Ilusiones

En febrero del 14 me tocó volar a Barcelona con la entonces flamante emperatriz Susana Díaz. Ante un granado auditorio -la presentó el ya por entonces abogado defensor de Cristina de Borbón, Miquel Roca, y recuerdo que en las primeras filas estaba Joan Puig, el que tomó montesamente la piscina de Pedro J. Ramírez en Mallorca con la inmunidad que le daba el carné de diputado nacional de ERC que llevaba literalmente mordido en su cartera-, la ganadora de primarias sólo cuando no son primarias explicó su visión del problema catalán tras el fiasco del proceso estatutario (por inconstitucional más que por todas las firmas que recogiera el PP de Rajoy).

A los pocos días, ya de vuelta por Sevilla, me presentan un mediodía en un bareto de Triana a una veterana de mil batallas en Comisiones Obreras, que pronto -aunque su verdadero referente vital había sido Santiago Carrillo- admite su fascinación por la por aquel entonces nueva diva del socialismo autonómico y patrio. “Conozco a la familia de Susana Díaz de toda la vida y la conozco a ella, y ya habéis visto lo que acaba de hacer: ella sola ha arreglado el problema de Cataluña”. Alargué el buche de cerveza para borrar cualquier atisbo socarrón o de incredulidad en mirada y comisura.
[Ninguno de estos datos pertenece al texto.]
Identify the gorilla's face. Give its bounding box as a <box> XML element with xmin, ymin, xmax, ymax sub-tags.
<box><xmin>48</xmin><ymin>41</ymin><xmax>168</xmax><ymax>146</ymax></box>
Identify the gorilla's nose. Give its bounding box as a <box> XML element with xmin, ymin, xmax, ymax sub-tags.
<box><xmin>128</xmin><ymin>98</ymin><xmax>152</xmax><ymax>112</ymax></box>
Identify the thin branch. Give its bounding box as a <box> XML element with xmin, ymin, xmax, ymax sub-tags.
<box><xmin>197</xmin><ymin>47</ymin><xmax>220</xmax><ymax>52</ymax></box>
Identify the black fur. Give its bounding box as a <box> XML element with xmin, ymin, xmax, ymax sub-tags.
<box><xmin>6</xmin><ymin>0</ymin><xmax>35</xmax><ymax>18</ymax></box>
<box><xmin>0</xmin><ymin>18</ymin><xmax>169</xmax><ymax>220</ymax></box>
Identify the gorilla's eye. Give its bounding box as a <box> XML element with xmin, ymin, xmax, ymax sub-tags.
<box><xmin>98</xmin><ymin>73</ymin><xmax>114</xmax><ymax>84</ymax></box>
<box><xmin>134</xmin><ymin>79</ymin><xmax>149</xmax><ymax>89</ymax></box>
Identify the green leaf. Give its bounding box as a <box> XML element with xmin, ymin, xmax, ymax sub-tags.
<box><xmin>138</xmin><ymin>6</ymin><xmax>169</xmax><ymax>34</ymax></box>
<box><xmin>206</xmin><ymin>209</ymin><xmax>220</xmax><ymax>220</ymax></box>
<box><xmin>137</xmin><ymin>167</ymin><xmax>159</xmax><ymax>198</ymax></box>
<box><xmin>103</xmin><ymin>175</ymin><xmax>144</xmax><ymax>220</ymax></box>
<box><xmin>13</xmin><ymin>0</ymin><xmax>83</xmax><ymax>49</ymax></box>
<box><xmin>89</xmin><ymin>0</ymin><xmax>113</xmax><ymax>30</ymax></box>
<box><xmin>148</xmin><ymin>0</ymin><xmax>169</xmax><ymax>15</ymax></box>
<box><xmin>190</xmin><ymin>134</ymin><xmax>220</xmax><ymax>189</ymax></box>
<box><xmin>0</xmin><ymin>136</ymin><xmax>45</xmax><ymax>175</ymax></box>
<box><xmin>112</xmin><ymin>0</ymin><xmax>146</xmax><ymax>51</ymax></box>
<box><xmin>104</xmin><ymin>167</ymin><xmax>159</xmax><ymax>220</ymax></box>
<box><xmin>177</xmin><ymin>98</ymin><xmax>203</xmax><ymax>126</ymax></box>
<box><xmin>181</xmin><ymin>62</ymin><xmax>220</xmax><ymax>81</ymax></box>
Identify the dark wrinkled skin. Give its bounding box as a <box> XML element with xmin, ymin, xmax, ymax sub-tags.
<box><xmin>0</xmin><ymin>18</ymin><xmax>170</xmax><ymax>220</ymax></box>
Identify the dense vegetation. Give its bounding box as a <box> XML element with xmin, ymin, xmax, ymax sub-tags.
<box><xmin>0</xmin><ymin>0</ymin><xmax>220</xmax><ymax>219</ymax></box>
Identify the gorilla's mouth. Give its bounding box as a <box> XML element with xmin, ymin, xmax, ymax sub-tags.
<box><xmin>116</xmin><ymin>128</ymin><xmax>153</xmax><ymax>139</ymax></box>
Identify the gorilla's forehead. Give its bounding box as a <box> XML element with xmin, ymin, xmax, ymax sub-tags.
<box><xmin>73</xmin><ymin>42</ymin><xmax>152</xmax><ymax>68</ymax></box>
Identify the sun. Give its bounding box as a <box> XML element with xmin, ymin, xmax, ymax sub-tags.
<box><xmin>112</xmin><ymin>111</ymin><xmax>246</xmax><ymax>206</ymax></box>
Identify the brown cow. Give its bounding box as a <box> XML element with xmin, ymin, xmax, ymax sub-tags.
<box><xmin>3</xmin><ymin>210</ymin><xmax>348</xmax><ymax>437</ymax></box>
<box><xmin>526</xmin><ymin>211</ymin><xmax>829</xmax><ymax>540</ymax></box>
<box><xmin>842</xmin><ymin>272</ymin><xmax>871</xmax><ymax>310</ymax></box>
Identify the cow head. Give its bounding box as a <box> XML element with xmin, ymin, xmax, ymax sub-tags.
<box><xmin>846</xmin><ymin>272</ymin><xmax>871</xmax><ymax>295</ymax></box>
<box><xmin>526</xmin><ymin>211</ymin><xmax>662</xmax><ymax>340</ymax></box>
Porque yo me acababa de tragar en vivo y en directo aquel discurso leído de Susana y también me había quedado a escuchar las preguntas e intervenciones posteriores de los asistentes al Foro Barcelona Tribuna organizado por La Vanguardia. Y en general las fuerzas vivas catalanistas habían tildado directamente de trasnochado y ochentero el discurso de Díaz, reprochándole a la cara que no dejara abierto resquicio alguno para consagrar el novísimo derecho a decidir cuándo uno se va de este país sin irse de él.

Ahora, para restar carga política a los indultos a los líderes del procés, también hay quienes hablan de concordia, diálogo, reconciliación y de perdonar a quien exige para sí las disculpas. Y veo a gente de la izquierda más abisal a la que les brillan los ojos pero no reprimiendo la risotada, sino confiados en los nuevos liderazgos capaces de acallar ellos solos con un discurso leído las ansias de romper en una mesa política el país en tres partes. Repasando por encima los 21 folios de Susana que siguen por ahí colgados, no sé qué más cabe brindar, qué otra complicidad pueden pretender Pedro Sánchez y compañía para solventar el problemón territorial. Así que me temo que va llegando la hora de aclarar más que de apaciguar, de aplicar pura pedagogía constitucional que no consiste sólo en bendecir un derecho de gracia ilimitado.

Igual que S.M. el Rey Felipe VI (Ayuso lo sabe perfectamente) se tiene que prestar a firmar todo lo que le ponga por delante el Ejecutivo, un presidente del Gobierno de España sólo puede defender que la Constitución es límite infranqueable en mesas bi- o multilaterales. Para que una reforma de la Carta Magna dinamite ni más ni menos que el artículo 2 (el de la “indisoluble unidad” de la Nación española, “patria común e indivisible de todos los españoles”), la única vía es la del artículo 168, que implica que PSOE y PP vayan cogidos de la mano a convocar finalmente un referéndum en el que votaría desde Puigdemont hasta el último empadronado en Ayamonte. Se sigue frivolizando tantísimo con la Constitución y sus reformas que no me cabe duda de que es uno de los mayores problemas estructurales de la política española. Y de ahí que todos brillen: Susana Díaz antes, Pedro Sánchez ahora, el turquesa del bañador de Joan Puig en cualquier piscina que se meta… Ilusionarse es de ilusos.